The Court observed that,

Further the story that the applicant had tied down the revenue officer and was released when the Senior Officers came to the spot is also quite unbelievable, as to how a man and a lady could overpower so many people and tie them up and detain them till the intervention of the Senior Officers who came on the spot.

Undoubtedly it is clear misuse and abuse of process of law there is not even single iota of evidence to show that the applicants are aware of the Caste of the opposite party No 5 and in absence of knowing the same, it is hard to believe that the applicants had used Caste related words against the opposite party No 5. Whereas there is no evidence to show that the offence as alleged to have been committed, was committed on the ground that the victim/opposite party No 5 was the member of the scheduled Caste.

In view of the judgments laid down by the Supreme Court unless and until it is proved that the applicants are aware of the Caste of the victim, there is no occasion for him to make such a comment, or even if made, it would be unintentional, and hence the same would not fall under the offence under 3(2)(v) of the Scheduled Castes and Scheduled Tribes (Prevention of Atrocities) Act.

The plain reading of the F.I.R even if it is accepted, do not prima facie constitute an offence as there is nothing to show that the applicants are aware of his Caste or made a comment knowingly with the intention to disgrace him.

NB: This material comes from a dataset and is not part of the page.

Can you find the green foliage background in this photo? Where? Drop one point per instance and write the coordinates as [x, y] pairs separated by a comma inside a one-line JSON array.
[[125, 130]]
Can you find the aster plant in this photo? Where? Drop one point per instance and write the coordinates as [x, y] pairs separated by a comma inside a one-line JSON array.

Further as per the allegation made in the F.I.R no prudent person can reach to just conclusion that there was ground for proceeding against the accused.

In view of the aforesaid facts and circumstances of the case and the ratio laid down by the Supreme Court in Dinesh vs State of Rajasthan (supra) and Khuman Singh (supra), the Court allowed the application and the proceedings initiated in Case under Sections 332, 341, 353, 389, 504, 506 I.P.C and Sections 3(1)(da), 3(1)(dha), 3(2)(v) of the Scheduled Caste and the Scheduled Tribes (Prevention of Atrocities) Act, 1989, Police Station Biharigarh, District Saharanpur are hereby quashed by the High Court.

The Court will be failing in its duty, if such kind of activities are allowed to take place in the State of U.P by none other than the government servant. Here the connivance of land mafias, the Revenue Officers and the then S.H.O, seems to be playing a major role, wherein a couple has wrongly been implicated in the criminal proceedings and they have been forced to run from pillar to post. The conduct and connivance of the revenue officials, police personnels and the land mafias are also to be investigated. The F.I.R lodged by the applicant in Case Police Station-Biharigarh and also the complaints made on IGRS/Dashboard on 12.08.2022 and 27.01.2023 needs to be properly investigated, the Court said.

The Court directed the Director General of Police to get the matter investigated by the concerned Senior Superintendent of Police. The investigation may be completed preferably within 4 months.